In May, China and Russia signed a $400 billion deal to construct the Power of Siberia pipeline, which will annually deliver 38 billion cubic meters (bcm) of gas to China. The Power of Siberia, the eastern route, will connect Russia’s Kovykta and Chaynda fields with China, where recoverable resources are estimated at about 3 trillion cubic meters.
The opening of the western route, the Altai, would link Western China and Russia and supply an additional 30 bcm of gas, nearly doubling the gas deal reached in May.When the Altai route is complete China will become Russia’s biggest gas customer. The ability to supply China with 68 bcm of gas annually surpasses the 40 bcm it supplies Germany each year.
Energy cooperation is a two-way street, which Russia has demonstrated by offering Chinese companies a stake in large energy fields. In September, Russia’s largest oil company, Rosneft, offered China a share in its second-largest oil field, Vankor in the Krasnoyarsk region in Eastern Siberia. The area is estimated to have reserves of 520 million metric tons of oil and 95 billion cubic meters of natural gas.
“We have built and put into operation an oil pipeline from Russia to China and concluded agreements providing for the increase in crude oil supplies,” Putin said.

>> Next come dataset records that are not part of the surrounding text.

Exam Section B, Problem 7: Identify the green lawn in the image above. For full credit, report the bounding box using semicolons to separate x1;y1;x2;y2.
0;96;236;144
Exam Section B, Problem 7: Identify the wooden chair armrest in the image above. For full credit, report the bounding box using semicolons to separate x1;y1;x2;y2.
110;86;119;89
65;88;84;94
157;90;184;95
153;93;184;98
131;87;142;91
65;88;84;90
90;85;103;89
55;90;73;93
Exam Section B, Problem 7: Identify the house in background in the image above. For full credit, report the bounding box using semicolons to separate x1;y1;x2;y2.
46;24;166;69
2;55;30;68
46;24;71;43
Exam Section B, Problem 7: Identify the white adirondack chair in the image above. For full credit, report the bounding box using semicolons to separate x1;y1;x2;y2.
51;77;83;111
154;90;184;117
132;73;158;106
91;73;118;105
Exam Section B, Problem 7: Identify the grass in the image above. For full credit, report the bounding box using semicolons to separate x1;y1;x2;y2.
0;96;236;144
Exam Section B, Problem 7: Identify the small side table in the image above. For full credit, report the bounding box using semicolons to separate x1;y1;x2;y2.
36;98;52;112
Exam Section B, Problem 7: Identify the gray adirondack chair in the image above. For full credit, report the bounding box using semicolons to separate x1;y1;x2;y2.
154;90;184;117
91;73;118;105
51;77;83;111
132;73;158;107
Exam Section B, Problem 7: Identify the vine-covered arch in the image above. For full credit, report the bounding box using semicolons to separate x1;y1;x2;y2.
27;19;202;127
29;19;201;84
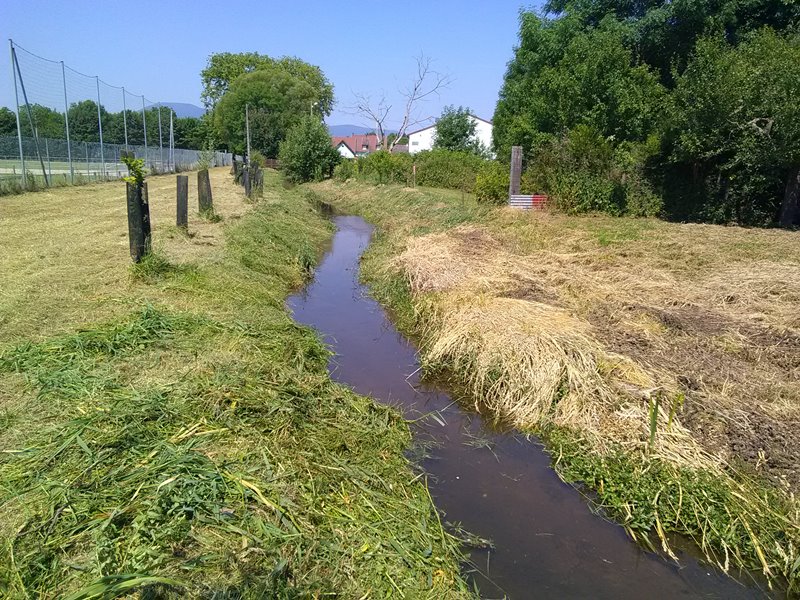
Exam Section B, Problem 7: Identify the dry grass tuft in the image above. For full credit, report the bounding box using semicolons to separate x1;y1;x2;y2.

China will participate in joint exploration and extraction of crude oil and coal in Russia, and work on a jointly funded oil refinery in China has started.
Joining Putin’s delegation are government officials and business representatives, along with Foreign Minister Sergey Lavrov, who will reportedly meet with his US counterpart John Kerry.
Last year’s conference was held in the far eastern Russian city of Vladivostok, which is far closer to China than it is to Moscow or St. Petersburg.
Chasing the Dragon
Moscow made a pivot towards the expanding world’s second largest economy, and largest by some economic indicators, after the US and EU imposed sanctions on Russia over the events in Ukraine earlier this year.
“Strengthening ties with China is a foreign policy priority of Russia. Today, our relations have reached the highest level of comprehensive equitable trust-based partnership and strategic interaction in their entire history. We are well aware that such collaboration is extremely important both for Russia and China,” the President said.
Overall trade between Russia and China increased by 3.4 per cent in the first half of 2014, reaching $59.1 billion, and the two neighbors expect annual trade to reach $200 billion by 2020. China is Russia’s second-biggest trading partner after the EU.
The central banks of the two countries have signed a three-year ruble-yuan currency swap deal worth up to $25 billion, in order to boost trade using national currencies and lessen dependence on the dollar and euro.
Another financial leap for the two countries was the establishment of the BRICS Development Bank along with Brazil, India, and South Africa. The fund will be worth $100 billion and there is also a reserve currency pool worth another $100 billion.